In cold agglutinin disease, pathogenic IgM antibodies are directed against erythrocyte glycoprotein antigens (I or i antigen). Cold agglutinins bind at temperatures lower than normal body temperature (for example, the temperature of distal extremities during cold exposure). Cold agglutinins cause complement fixation, and C3-coated cells are both cleared by hepatic Kupffer cells and destroyed in circulation. The peripheral blood smear shows erythrocyte agglutination leading to a markedly elevated MCV on laboratory testing (Figure 14). In cold agglutinin disease, the direct antiglobulin test result is positive for C3. Cold agglutinin disease should always raise suspicion for an underlying lymphoproliferative abnormality, and it can also be seen in Mycoplasma and Epstein-Barr virus infections.
Treatment of cold agglutinin disease is primarily directed at avoidance of cold exposure, including warming of all infusates in hospitalized patients. Treatment with glucocorticoids, intravenous immune globulin, or splenectomy is seldom effective. Rituximab, fludarabine, or a combination of both has demonstrated activity in case series.
Microangiopathic hemolytic anemia is characterized by the presence of fragmented erythrocytes (schistocytes) on the peripheral blood smear (Figure 15) and is typically caused by erythrocyte destruction resulting from shearing as erythrocytes circulate through fibrin strands. Microangiopathy can be caused by thrombotic thrombocytopenic purpura or the hemolytic uremic syndrome (see Platelet Disorders); malignancy; disseminated intravascular coagulation; hypertensive crisis; drugs such as cyclosporine, mitomycin, or gemcitabine; or eclampsia. Microangiopathy is often accompanied by thrombocytopenia, kidney injury, and central nervous system disturbance.

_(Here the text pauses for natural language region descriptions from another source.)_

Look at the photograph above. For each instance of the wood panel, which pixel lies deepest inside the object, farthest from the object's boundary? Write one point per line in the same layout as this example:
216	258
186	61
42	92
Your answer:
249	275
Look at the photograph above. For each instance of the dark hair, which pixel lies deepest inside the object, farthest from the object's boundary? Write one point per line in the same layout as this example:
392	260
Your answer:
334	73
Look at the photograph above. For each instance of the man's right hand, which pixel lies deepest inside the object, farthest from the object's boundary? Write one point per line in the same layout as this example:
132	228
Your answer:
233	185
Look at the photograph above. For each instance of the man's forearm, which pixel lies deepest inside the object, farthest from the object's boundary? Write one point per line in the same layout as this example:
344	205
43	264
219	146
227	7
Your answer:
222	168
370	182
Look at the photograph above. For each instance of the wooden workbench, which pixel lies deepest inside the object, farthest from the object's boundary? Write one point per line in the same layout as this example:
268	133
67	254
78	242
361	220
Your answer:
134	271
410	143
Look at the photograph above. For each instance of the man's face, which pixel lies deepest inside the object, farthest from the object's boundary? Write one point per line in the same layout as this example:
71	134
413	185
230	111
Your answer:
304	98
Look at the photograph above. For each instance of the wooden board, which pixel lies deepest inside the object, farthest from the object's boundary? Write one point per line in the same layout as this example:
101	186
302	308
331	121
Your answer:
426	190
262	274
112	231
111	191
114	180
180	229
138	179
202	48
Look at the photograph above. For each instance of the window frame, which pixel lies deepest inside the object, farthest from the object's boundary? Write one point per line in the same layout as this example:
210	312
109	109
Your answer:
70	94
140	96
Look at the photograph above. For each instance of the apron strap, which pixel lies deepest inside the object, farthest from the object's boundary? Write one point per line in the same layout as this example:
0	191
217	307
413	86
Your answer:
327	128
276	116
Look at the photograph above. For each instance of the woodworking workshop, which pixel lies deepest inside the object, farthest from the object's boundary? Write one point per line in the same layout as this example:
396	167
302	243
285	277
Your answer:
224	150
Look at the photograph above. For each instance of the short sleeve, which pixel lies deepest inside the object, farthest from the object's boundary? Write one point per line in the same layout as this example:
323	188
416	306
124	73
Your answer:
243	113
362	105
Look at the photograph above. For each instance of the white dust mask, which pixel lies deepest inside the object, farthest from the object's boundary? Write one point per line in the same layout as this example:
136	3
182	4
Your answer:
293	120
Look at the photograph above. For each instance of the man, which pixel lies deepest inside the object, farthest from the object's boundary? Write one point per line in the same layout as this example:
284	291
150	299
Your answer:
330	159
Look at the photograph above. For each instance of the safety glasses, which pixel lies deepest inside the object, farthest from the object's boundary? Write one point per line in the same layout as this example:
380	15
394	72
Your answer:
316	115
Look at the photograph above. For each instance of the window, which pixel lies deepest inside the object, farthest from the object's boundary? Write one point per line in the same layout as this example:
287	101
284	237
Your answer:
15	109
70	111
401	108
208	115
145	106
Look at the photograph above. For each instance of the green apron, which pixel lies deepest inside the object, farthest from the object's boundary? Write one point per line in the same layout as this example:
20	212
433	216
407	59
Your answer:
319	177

Treatment is directed toward the underlying disease process.
Patients with artificial valves or those with left ventricular assist devices can develop anemia resulting from erythrocyte fragmentation known as macroangiopathic hemolysis. Similarly, patients with giant hemangiomas, such as those with Kasabach-Merritt syndrome, can develop erythrocyte fragmentation from localized intravascular coagulation.

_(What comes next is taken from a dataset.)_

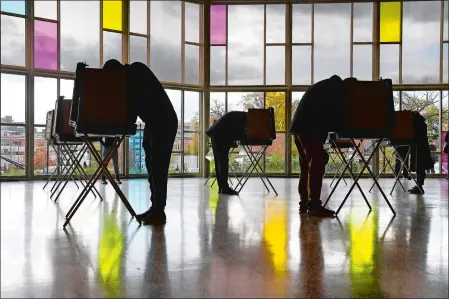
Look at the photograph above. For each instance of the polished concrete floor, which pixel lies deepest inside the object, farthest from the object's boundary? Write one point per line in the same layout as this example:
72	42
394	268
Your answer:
252	245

Patients with PNH lack proteins on the erythrocyte surface that are anchored by glycophosphatidylinositol due to acquired mutations in the PIGA gene that persist in bone marrow stem cells. Two of these proteins, CD55 and CD59, protect the erythrocyte from complement-mediated destruction. Patients lacking these proteins develop episodic hemolysis, marrow aplasia, and thrombosis. The cause of thrombosis is unclear. Patients with PNH are at higher risk for leukemia or myelodysplasia. Diagnosis involves demonstrating absence of glycophosphatidylinositol-linked proteins such as CD55 and CD59 on leukocytes by flow cytometry. PNH therapy includes folate supplementation, glucocorticoids, and a novel monoclonal antibody to C5, eculizumab, which inhibits activation of the terminal complement cascade, decreases hemolysis, reduces thrombotic complications, and improves quality of life. Eculizumab is associated with Neisseria infections, so patients should receive meningococcal vaccination before use.

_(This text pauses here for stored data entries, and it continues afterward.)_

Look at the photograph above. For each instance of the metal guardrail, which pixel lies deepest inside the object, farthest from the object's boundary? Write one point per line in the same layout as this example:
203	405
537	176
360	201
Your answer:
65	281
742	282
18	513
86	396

March hemoglobinuria develops after physical erythrocyte destruction in the soles of the feet in response to long-distance running or marching. March hemoglobinuria has also been described in hand drummers and karate enthusiasts.
Arsenic or arsine gas exposure, elevated serum copper levels, the bite of the brown recluse spider, and severe burns are rare causes of hemolysis.
Malaria, babesiosis, clostridia, and Bartonella (Oroya fever) are all associated with hemolysis.